Sebelum dia bisa menyelesaikannya, Xuan Min tiba-tiba meletakkan tangannya di atas meja untuk menenangkan diri, alisnya berkerut dalam dan matanya tertutup rapat seolah tiba-tiba dia merasa sedikit mual.
Xue Xian kebingungan, menelan perkataannya. "Botak?"
Dia mencoba memanggil beberapa kali, hanya untuk melihat Xuan Min terdiam, hanya duduk di kursi dengan mata tertutup seolah-olah dia sedang bermeditasi. Tanda merah tipis tiba-tiba mulai menggeliat dari tahi lalat kecil di lehernya, gerakannya seperti laba-laba kecil.
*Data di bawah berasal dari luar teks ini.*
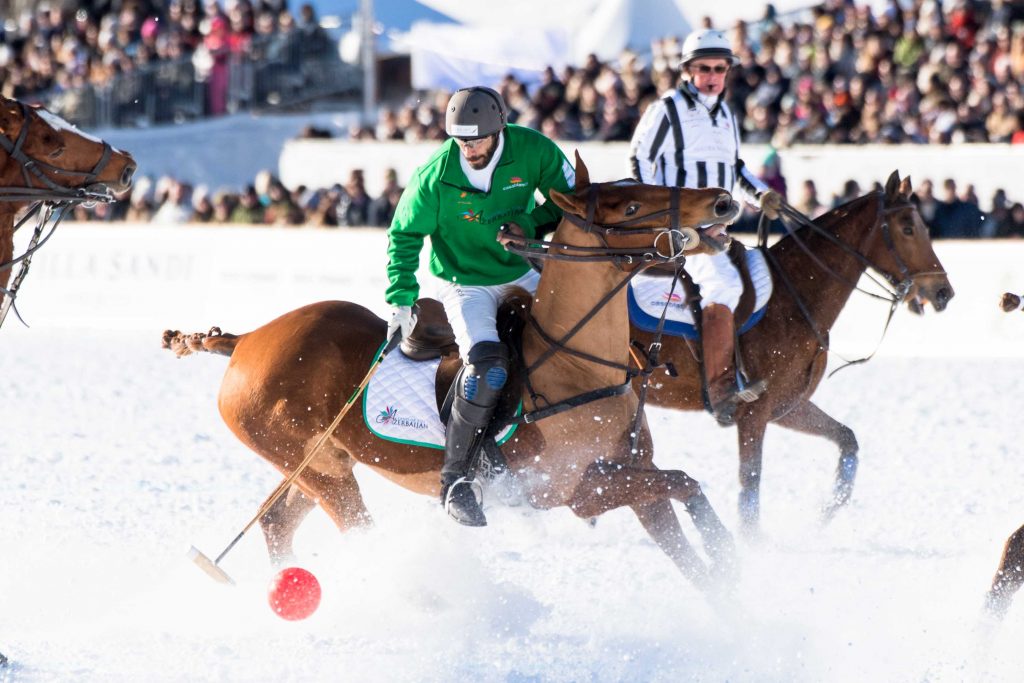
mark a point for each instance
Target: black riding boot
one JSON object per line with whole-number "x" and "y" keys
{"x": 476, "y": 395}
Tapi Xue Xian tidak memperhatikan detail kecil ini. Dia menatap Xuan Min sebentar dan setelah memastikan bahwa dia tidak sekarat tetapi juga tidak akan bangun, dengan hati-hati melambaikan tangannya ke Jiang Shining.
Sepuluh menit kemudian, seorang pelajar kurus yang tampak sakit-sakitan sedang bergegas menyusuri jalan setapak dari Penginapan Guiyun menuju pinggiran Distrik Ningyang. Di atas bahunya duduk seorang pria bertubuh kertas sedang memegang sebuah bola emas erat-erat di lengannya. Mereka adalah Jiang Shining dan Xue Xian.